What you'll do in this lab

This is a hands-on offensive-security lab built on a real Retrieval-Augmented Generation (RAG) stack: a Milvus vector store, NVIDIA embeddings, and a multi-tenant knowledge base. You run the recon and measurement phases of an AI red-team engagement against a working support assistant called DV-RAG-Support, in small steps that build on each other. You stand the service up and trace one request, then enumerate its attack surface and emit a structured, machine-checkable surface map: the endpoints, the retrieval behavior, the markdown render sink, and the trust boundary the rest of the path attacks. Recon is where every later finding comes from, and you finish it with a deliverable a real engagement would hand off.

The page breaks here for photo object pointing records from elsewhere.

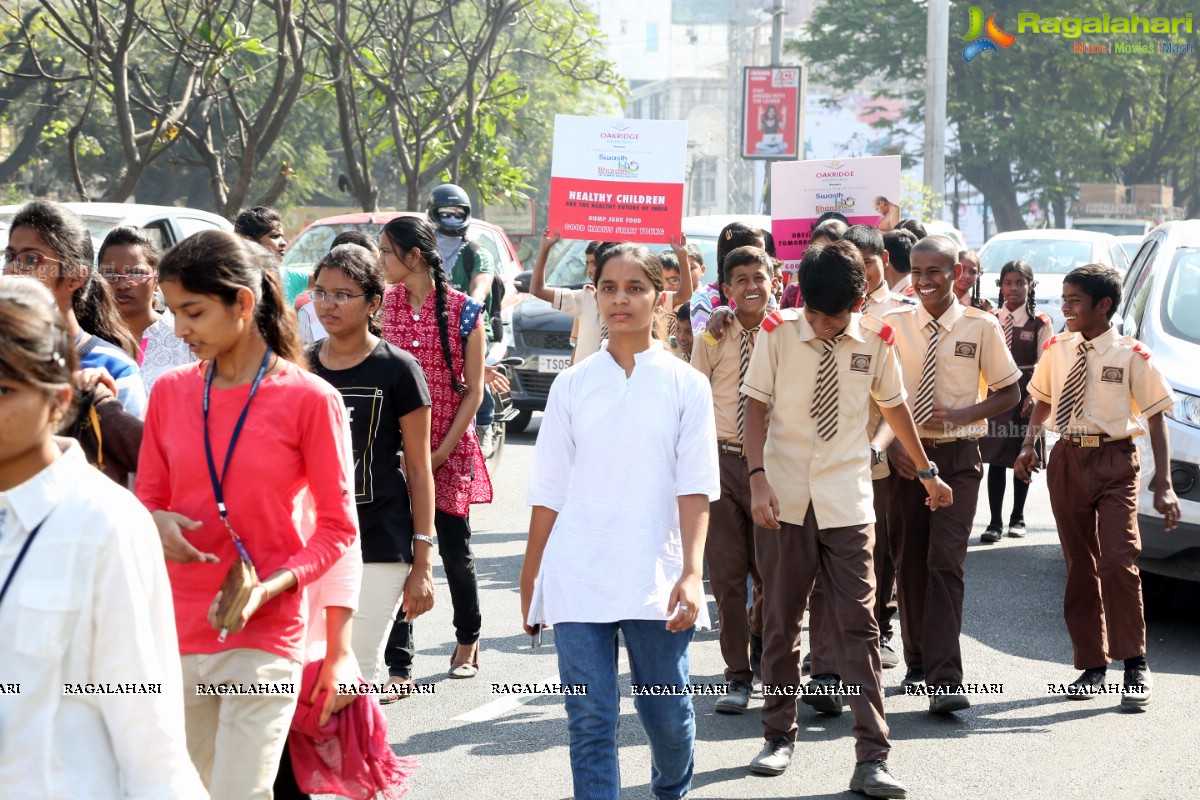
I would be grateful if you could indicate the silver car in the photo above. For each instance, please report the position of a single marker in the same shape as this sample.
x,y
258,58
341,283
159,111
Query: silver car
x,y
1161,307
1053,253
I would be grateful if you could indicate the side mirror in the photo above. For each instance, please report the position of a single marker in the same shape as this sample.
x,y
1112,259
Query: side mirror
x,y
522,281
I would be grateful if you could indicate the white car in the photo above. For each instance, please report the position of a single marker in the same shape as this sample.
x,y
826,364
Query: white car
x,y
167,224
1053,253
1161,307
939,228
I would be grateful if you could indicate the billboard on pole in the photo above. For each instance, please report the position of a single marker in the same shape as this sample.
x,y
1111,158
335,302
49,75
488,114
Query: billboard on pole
x,y
771,119
801,191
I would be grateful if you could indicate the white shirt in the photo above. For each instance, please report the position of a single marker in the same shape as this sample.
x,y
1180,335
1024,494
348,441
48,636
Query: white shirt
x,y
89,609
612,457
162,350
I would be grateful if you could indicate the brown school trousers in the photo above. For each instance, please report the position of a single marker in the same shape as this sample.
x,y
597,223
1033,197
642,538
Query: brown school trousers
x,y
821,624
1093,492
729,552
929,549
789,560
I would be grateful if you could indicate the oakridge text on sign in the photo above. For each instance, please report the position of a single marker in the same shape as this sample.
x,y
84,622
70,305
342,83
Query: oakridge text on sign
x,y
1075,26
600,197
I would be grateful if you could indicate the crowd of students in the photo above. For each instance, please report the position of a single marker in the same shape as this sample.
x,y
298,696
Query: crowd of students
x,y
289,491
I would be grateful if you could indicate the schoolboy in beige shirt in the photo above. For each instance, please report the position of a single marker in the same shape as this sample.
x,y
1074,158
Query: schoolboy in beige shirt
x,y
811,497
945,349
729,549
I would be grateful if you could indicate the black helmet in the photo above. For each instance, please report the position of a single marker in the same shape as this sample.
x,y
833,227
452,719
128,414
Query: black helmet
x,y
449,210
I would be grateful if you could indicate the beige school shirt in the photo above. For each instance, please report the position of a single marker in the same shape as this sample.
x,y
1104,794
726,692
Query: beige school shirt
x,y
1121,383
877,304
971,358
721,364
582,305
834,476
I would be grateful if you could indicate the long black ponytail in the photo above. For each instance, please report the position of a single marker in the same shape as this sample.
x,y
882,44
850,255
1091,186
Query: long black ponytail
x,y
220,264
407,233
64,232
1026,271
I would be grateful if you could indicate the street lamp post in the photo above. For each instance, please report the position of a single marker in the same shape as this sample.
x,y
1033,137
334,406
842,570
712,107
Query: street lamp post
x,y
936,73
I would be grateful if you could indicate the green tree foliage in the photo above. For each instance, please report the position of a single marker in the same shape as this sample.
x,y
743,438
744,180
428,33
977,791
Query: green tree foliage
x,y
1035,116
231,102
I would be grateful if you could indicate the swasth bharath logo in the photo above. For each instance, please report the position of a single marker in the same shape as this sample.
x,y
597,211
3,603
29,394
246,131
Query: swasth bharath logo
x,y
987,36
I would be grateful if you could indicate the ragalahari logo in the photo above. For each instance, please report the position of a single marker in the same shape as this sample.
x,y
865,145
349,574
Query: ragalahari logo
x,y
987,36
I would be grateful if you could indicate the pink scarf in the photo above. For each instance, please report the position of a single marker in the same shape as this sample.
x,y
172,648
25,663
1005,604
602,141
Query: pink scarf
x,y
349,755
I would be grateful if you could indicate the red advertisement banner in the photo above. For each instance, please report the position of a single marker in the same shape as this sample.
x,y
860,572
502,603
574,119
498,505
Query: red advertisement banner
x,y
611,211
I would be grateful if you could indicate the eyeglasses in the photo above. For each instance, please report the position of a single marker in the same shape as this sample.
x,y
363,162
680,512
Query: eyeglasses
x,y
336,298
28,260
136,278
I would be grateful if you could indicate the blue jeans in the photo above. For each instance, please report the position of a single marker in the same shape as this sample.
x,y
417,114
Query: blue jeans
x,y
486,413
587,654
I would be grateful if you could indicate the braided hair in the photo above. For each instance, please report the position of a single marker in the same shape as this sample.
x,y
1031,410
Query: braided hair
x,y
976,288
733,235
407,233
1025,271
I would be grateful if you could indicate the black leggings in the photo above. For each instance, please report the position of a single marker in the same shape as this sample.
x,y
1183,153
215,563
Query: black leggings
x,y
997,476
459,561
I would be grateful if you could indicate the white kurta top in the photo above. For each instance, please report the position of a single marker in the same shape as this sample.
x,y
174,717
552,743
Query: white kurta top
x,y
613,456
88,632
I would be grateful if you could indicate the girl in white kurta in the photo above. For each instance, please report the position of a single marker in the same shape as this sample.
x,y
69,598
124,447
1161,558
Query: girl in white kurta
x,y
624,469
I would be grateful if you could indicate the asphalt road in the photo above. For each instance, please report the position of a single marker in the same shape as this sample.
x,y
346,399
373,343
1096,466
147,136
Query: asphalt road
x,y
474,743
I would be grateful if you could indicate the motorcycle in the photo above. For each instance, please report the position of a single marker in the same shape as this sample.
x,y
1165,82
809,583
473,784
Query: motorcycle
x,y
491,439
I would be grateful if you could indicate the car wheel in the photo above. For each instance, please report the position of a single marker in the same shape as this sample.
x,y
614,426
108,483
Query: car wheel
x,y
521,421
1157,594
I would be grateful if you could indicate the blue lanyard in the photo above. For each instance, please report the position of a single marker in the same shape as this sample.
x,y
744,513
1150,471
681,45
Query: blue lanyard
x,y
21,557
217,482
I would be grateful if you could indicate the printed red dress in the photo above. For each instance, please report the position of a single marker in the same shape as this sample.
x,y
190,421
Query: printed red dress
x,y
462,480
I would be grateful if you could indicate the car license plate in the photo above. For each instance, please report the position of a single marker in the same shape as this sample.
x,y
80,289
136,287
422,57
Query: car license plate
x,y
553,362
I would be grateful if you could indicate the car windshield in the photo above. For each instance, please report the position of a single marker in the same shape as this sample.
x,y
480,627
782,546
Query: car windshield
x,y
1181,295
97,227
567,266
1045,256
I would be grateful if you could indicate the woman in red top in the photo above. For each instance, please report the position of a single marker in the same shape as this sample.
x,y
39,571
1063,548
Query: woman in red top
x,y
249,425
442,328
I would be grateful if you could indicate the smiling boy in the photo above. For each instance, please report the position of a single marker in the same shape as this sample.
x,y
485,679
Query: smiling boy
x,y
729,549
811,497
879,301
1091,384
945,349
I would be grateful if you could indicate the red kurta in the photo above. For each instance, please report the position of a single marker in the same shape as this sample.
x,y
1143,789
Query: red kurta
x,y
462,480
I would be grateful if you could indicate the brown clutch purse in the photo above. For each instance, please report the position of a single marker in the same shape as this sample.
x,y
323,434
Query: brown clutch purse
x,y
235,591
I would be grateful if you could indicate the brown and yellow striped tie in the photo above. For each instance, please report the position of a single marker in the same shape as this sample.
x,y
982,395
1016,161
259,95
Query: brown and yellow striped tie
x,y
1071,401
825,396
923,407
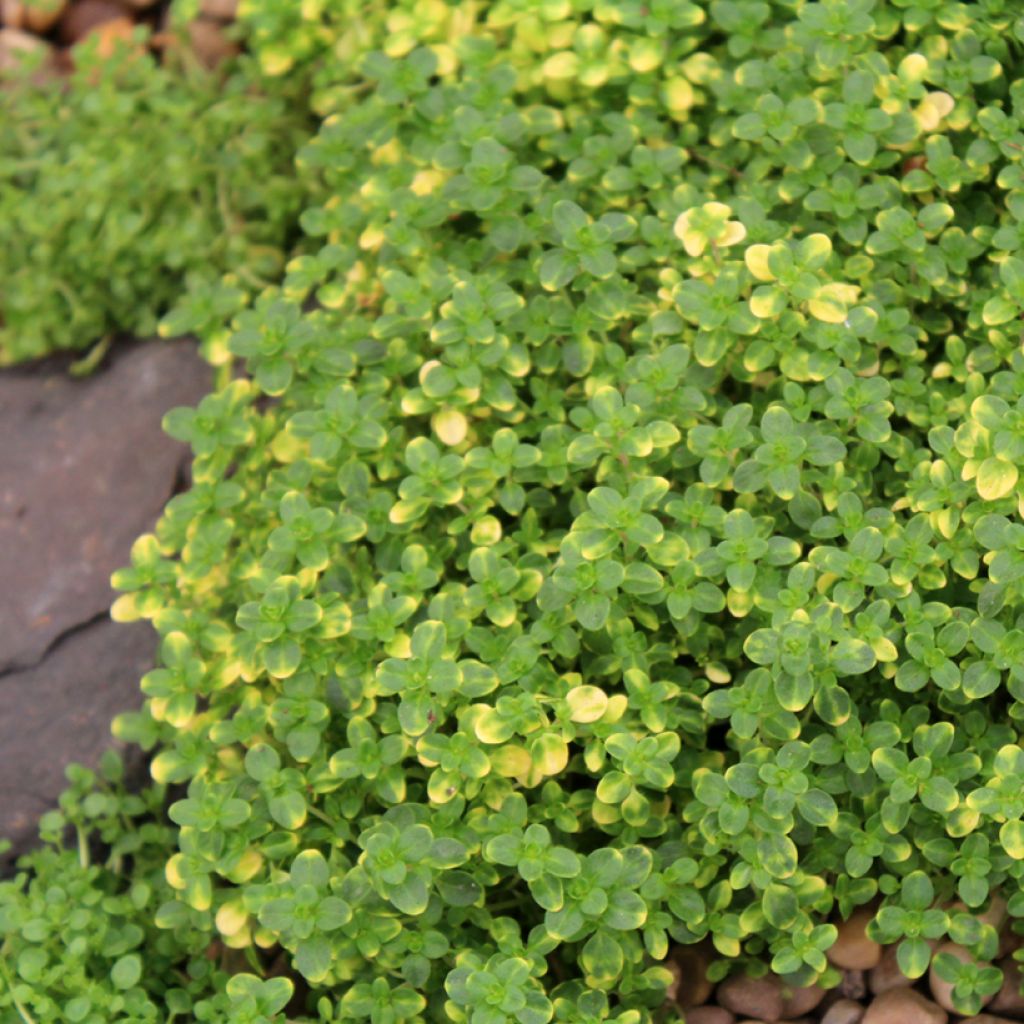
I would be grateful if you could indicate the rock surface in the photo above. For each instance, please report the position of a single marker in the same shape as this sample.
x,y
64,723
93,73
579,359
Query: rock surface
x,y
843,1012
753,998
903,1006
853,949
1009,998
59,712
84,469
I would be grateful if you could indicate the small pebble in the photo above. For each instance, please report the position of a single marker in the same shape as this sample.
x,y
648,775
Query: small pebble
x,y
844,1012
710,1015
38,17
14,44
887,975
753,998
903,1006
853,949
1009,998
222,10
81,18
797,1001
209,42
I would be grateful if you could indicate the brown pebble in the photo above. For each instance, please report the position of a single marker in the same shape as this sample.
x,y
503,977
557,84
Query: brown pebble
x,y
853,949
853,985
38,17
798,1001
689,966
753,998
1009,999
887,975
209,42
15,45
86,16
843,1012
942,990
111,35
710,1015
903,1006
220,10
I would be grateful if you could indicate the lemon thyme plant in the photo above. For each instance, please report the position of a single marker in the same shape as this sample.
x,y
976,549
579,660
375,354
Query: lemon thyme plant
x,y
614,540
132,181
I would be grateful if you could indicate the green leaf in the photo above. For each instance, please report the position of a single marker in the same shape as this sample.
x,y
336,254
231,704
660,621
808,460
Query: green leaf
x,y
127,972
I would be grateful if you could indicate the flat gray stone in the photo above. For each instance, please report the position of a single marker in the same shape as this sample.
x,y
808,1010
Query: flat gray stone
x,y
60,712
84,470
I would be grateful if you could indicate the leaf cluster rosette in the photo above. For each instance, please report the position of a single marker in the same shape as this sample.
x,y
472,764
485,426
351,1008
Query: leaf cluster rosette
x,y
614,538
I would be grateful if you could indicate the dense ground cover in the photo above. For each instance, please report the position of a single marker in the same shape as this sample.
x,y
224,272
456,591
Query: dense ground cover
x,y
613,542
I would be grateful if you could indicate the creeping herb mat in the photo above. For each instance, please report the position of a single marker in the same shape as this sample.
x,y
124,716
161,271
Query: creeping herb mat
x,y
613,543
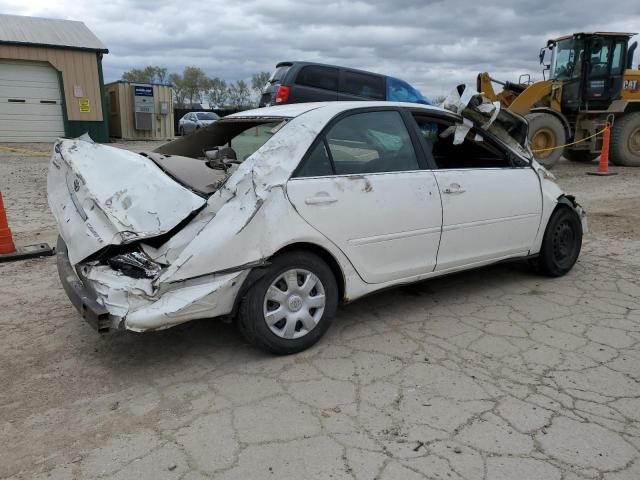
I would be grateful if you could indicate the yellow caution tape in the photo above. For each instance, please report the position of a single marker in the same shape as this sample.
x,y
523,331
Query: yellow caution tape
x,y
569,144
25,150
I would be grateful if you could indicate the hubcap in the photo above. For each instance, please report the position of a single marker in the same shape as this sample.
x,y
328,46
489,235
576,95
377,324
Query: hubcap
x,y
294,303
634,141
542,139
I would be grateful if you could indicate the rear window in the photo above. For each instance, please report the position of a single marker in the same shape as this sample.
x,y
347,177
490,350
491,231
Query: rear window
x,y
363,85
400,91
278,75
318,77
207,116
249,141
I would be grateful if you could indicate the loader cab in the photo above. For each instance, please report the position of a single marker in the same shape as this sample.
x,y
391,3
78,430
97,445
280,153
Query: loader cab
x,y
591,68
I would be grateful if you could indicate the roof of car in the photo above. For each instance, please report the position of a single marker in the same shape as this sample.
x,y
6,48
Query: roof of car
x,y
296,109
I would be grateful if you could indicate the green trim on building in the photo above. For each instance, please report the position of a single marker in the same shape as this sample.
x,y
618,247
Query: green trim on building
x,y
97,130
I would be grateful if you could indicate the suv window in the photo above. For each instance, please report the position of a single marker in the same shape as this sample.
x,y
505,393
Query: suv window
x,y
371,142
278,75
363,85
474,152
318,77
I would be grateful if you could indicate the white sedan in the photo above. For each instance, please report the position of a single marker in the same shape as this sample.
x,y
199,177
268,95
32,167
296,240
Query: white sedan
x,y
273,217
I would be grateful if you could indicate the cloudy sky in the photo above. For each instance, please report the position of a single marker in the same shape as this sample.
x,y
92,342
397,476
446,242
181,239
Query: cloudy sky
x,y
433,44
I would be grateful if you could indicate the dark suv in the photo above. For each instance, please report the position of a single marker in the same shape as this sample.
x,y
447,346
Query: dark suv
x,y
298,82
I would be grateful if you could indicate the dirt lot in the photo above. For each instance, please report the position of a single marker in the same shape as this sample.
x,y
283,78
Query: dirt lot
x,y
495,374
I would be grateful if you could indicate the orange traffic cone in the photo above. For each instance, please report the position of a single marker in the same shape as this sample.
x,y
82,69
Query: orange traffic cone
x,y
603,166
6,239
8,250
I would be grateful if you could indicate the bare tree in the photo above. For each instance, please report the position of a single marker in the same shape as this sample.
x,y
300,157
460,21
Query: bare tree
x,y
149,74
258,81
218,92
178,89
239,93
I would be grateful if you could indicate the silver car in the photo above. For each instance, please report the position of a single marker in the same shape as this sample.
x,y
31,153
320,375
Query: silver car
x,y
193,121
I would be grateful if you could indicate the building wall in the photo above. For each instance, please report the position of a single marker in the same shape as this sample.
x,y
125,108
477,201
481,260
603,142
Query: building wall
x,y
78,68
121,115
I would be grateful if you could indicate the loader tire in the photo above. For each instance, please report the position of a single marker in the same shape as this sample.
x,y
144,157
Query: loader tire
x,y
581,156
546,131
625,141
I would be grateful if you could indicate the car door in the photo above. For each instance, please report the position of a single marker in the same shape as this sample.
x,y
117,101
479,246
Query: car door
x,y
364,186
491,200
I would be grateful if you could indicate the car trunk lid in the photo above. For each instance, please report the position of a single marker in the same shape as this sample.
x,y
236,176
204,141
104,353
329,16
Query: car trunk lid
x,y
103,196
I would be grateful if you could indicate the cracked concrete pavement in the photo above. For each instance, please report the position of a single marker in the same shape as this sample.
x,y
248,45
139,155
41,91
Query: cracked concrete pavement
x,y
494,374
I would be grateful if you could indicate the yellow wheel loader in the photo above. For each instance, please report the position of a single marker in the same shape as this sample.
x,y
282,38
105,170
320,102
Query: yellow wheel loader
x,y
591,79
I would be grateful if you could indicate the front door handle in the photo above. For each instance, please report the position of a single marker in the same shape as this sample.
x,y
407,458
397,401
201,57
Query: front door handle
x,y
321,198
453,189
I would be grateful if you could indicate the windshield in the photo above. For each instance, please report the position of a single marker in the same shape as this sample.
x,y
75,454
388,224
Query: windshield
x,y
566,59
207,116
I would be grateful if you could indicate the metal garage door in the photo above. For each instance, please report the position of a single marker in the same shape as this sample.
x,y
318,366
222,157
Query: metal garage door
x,y
30,102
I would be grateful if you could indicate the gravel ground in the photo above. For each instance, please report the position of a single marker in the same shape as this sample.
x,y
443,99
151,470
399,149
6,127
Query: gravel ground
x,y
494,374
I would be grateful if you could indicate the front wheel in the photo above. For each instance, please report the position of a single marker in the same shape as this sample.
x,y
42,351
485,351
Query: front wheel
x,y
546,137
561,243
291,306
625,140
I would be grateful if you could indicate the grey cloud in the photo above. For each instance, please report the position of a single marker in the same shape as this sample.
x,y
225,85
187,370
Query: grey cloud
x,y
432,44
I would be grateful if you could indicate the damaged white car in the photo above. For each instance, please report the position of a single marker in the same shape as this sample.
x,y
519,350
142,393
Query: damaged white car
x,y
273,217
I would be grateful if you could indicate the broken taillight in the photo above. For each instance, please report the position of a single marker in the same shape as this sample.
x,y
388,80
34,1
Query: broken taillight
x,y
282,95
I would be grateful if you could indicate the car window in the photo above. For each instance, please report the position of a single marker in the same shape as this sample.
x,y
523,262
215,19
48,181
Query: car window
x,y
251,139
474,152
278,74
363,85
400,91
371,142
207,116
318,77
317,163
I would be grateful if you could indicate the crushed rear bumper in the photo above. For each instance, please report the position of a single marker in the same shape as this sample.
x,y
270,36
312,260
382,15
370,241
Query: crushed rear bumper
x,y
84,299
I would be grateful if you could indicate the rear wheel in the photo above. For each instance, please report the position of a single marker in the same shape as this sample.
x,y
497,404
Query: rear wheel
x,y
561,243
546,132
291,306
581,156
625,141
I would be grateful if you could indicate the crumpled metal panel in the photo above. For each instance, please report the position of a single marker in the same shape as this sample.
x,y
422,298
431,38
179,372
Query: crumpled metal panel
x,y
102,195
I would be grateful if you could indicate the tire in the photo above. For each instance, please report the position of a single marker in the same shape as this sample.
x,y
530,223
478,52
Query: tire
x,y
279,290
580,156
546,131
625,141
561,243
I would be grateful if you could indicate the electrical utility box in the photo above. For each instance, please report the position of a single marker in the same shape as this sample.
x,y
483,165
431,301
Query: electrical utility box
x,y
143,106
140,111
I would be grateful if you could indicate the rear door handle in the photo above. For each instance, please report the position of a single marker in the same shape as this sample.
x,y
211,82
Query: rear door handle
x,y
321,198
453,189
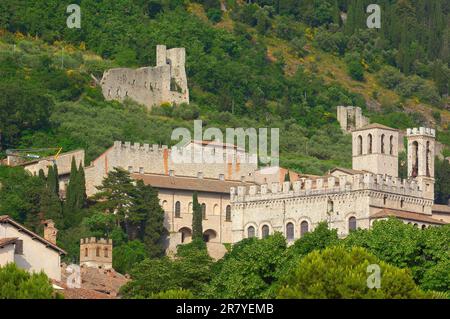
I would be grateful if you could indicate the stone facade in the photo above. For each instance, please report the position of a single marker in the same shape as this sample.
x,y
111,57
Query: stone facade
x,y
375,149
346,199
29,251
155,159
165,83
96,253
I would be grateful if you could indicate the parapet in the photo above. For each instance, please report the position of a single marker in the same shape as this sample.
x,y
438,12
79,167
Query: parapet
x,y
209,155
93,240
325,185
421,131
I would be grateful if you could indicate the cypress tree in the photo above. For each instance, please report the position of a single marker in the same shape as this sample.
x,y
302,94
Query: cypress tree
x,y
81,187
197,218
51,178
71,194
41,175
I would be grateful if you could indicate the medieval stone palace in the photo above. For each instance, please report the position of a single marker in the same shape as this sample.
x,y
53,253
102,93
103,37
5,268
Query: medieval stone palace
x,y
240,199
347,198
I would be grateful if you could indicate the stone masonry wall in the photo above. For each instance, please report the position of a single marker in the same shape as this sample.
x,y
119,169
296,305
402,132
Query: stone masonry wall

Then you build the instrument the whole path reuses. You encode a single probe and fire it, then build a deterministic side-channel oracle that counts a real effect, the confidential account reference leaving the pod through a URL the renderer actually loaded, rather than the model's talk. You triage that oracle against a benign case and a verbal-only false positive so you understand why a naive "did the model output bad text" detector over-counts. You scale to an Attack-Success-Rate (ASR) harness that fires a battery across N trials with a per-class breakdown and a structured JSONL audit log, because an LLM target is stochastic and one trial proves nothing. The behavior you measure is the EchoLeak markdown-image channel (CVE-2025-32711), the real-world zero-click pattern where a model encodes data into an image URL the client auto-loads. You wire the harness into a CI gate that goes red on the vulnerable build, then ship the render-path allow-list and watch the same gate go green while benign questions still answer, the methodology payoff that proves a fix actually works.

Frequently asked questions

Do I need to know machine learning to do this lab?

No. You need to read Python and understand a basic HTTP request. The lab is about how to map an LLM application's attack surface and how to measure an attack reliably, not about model internals. Everything model-specific is explained inline.

What is an Attack-Success-Rate (ASR) harness?

It is a test harness that runs the same attack many times against a target and reports how often it succeeds, as a fraction between 0 and 1. Because an LLM is non-deterministic, a single run tells you almost nothing. The harness fires a battery of probes across N trials, judges each with a deterministic oracle, logs every trial, and computes ASR = successful trials / total trials. You build a reusable one here and extend it through the rest of the path.

What is EchoLeak and why does the render sink matter?

EchoLeak (CVE-2025-32711) was a real zero-click exploit against Microsoft 365 Copilot. Hidden instructions made the assistant encode sensitive data into a markdown image URL, and the client auto-loaded that image, exfiltrating the data with no user interaction. The render sink in this lab is the same channel. Mapping it during recon and measuring how reliably it fires is exactly the skill this lab builds.